Se fosse seu cliente, você se contrataria?

Publicado em 8 08UTC agosto 08UTC 2011 por Paula
Por Gustavo Rocha

Uma pergunta povoa os profissionais liberais: O que precisamos fazer para termos mais clientes?

Parece uma resposta difícil de ser respondida…

Vamos pensar nela com outra pergunta: Você se contrataria?

A resposta parece óbvia, não? Claro que sim, sou um excelente profissional, estou atualizado, faço o melhor pelo meu cliente…

Será mesmo?

Não estou duvidando de você. Apenas quero que pense com a razão, sem a emoção.

Atualizar-se, ser ético, honesto, verdadeiro, ter o conhecimento profundo daquilo que você presta serviço são obrigações da sua profissão. Isto não é um diferencial.

Se você tem um concorrente que faz o mesmo que você, porque o seu cliente escolheu o teu escritório e não o dele? E quais os motivos que outros escolheram o dele e não o teu?

Nem ideia?

Algumas dicas:

Como você informa o seu cliente do processo?

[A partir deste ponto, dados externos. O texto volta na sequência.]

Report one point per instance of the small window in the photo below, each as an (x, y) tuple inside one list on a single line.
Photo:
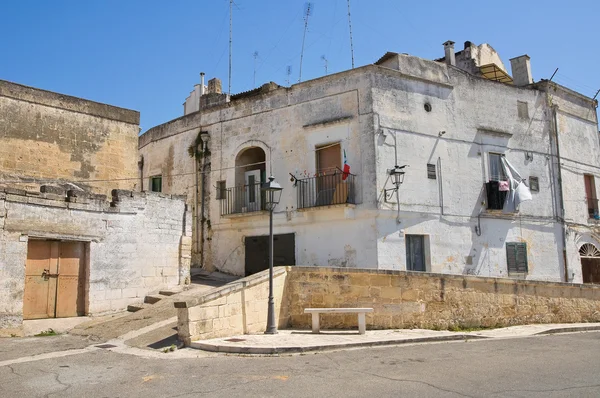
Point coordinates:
[(496, 171), (156, 184), (522, 110), (431, 171), (416, 253), (534, 184), (221, 190), (516, 257)]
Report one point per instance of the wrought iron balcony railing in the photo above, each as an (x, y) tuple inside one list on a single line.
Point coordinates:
[(326, 190), (243, 199)]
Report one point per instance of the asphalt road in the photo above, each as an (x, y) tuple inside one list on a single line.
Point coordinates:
[(565, 365)]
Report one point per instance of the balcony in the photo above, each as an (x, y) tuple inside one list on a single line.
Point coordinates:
[(242, 199), (326, 190)]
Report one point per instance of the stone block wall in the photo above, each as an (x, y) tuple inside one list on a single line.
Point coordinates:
[(402, 299), (237, 308), (137, 244), (49, 136)]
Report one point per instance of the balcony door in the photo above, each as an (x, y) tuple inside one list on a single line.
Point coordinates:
[(252, 188)]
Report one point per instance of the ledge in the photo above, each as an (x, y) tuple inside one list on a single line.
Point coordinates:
[(338, 206), (246, 214)]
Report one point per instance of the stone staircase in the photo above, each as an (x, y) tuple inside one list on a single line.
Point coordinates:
[(153, 299)]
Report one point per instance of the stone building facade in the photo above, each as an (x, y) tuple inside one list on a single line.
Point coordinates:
[(50, 137), (451, 121), (65, 249)]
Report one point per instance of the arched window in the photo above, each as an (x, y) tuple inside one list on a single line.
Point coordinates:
[(589, 250)]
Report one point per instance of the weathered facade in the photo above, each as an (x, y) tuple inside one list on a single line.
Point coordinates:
[(50, 137), (451, 121), (125, 249), (65, 250)]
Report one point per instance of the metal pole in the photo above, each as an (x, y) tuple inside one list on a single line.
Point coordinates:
[(271, 326)]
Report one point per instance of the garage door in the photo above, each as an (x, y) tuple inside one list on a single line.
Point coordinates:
[(257, 252)]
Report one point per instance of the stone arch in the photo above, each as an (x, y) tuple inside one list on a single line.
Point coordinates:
[(589, 250)]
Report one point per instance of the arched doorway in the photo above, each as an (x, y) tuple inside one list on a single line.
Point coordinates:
[(249, 174), (590, 263)]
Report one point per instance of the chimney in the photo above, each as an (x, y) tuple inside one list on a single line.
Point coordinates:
[(214, 86), (449, 51), (521, 69), (201, 83)]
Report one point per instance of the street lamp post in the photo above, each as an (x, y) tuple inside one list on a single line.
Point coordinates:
[(273, 195)]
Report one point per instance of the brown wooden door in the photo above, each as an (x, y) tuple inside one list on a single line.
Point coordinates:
[(70, 297), (54, 279)]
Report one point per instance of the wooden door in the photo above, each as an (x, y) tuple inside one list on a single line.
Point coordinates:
[(70, 296), (54, 279), (40, 289)]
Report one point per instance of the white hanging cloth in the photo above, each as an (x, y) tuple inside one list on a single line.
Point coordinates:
[(519, 191)]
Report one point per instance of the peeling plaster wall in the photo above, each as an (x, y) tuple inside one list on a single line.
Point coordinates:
[(48, 136), (477, 117), (287, 124), (138, 245), (365, 109)]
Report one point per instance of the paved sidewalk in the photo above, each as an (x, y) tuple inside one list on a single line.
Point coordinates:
[(298, 341)]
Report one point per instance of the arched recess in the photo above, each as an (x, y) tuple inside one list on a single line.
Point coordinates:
[(590, 263)]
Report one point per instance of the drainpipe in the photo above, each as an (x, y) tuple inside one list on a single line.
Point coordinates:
[(561, 217), (141, 166), (203, 196)]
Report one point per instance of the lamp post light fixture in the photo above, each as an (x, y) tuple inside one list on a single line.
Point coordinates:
[(397, 177), (273, 195)]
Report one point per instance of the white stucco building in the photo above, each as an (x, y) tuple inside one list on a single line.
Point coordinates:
[(450, 121)]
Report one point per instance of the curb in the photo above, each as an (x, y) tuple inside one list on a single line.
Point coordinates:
[(316, 348), (568, 330)]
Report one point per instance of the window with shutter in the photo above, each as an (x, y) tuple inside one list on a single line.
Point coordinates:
[(516, 257)]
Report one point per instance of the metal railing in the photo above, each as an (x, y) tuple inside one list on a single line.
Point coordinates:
[(326, 190), (243, 199)]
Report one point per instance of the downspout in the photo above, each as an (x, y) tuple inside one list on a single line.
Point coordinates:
[(561, 216), (203, 196), (141, 166)]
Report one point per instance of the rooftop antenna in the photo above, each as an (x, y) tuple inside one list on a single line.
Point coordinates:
[(231, 3), (350, 25), (288, 72), (307, 12), (326, 62), (255, 57)]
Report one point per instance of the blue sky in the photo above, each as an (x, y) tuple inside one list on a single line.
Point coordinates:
[(147, 54)]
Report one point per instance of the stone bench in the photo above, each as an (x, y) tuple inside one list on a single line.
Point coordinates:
[(362, 323)]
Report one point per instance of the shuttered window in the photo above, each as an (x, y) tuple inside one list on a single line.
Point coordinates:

Como você atende o seu cliente?

Como você se veste no dia a dia?

Como você se relaciona com o mercado?

Como você vê o mundo?

Parece que as dicas não ajudaram? Vejamos:

Talvez a maior reclamação — se não for a maior, fica em segundo lugar — é de que os advogados não informam seus clientes dos andamentos dos processos. Hoje, alguns softwares fazem isto automaticamente, inclusive, então não há porque de não ser feito.

Você não tem software? Ligue para o seu cliente. Acha caro ligar para ele? Cuidado, cortar custos no relacionamento com o cliente é perder o cliente…

Atender o cliente é fundamental… Um sorriso, cordialidade, interesse. Isto é o básico. O que faz um verdadeiro diferencial de atendimento é resolver a questão do cliente. Isto faz a diferença.

O cliente precisa sentir-se importante, então cuidado com o que você veste. Estar impecável para ele é essencial. Ele quer referenciar você como o melhor advogado do mundo. Como fazê-lo a alguém com barba por fazer, calça jeans e sapatênis?

Entender o mercado é fator intrínseco da carreira jurídica. Como defender seu cliente se os interesses dele podem ser contrários aos julgamentos e ao próprio mercado em si? Sua visão de mercado pode fazer muita diferença. Principalmente se estiver alinhada com o mercado que o cliente convive.

Você cultiva relacionamentos no seu dia-a-dia? Inclusive de porteiros, domésticas etc? Menosprezar pessoas é absurdo. Tenha profícuos relacionamentos. A sua vida social pode ser uma grande impulsionadora da sua carreira.

Depois de todas essas dicas, você se contrataria?

Caso positivo, ótimo, você está fazendo um bom e diferencial trabalho.

Se ficou em dúvida, reavalie seu posicionamento. Sua marca pessoal é intransferível.


Gustavo Rocha é advogado, pós-Graduado em Direito Empresarial. Presta consultoria nas áreas de gestão, tecnologia e qualidade para escritórios de advocacia.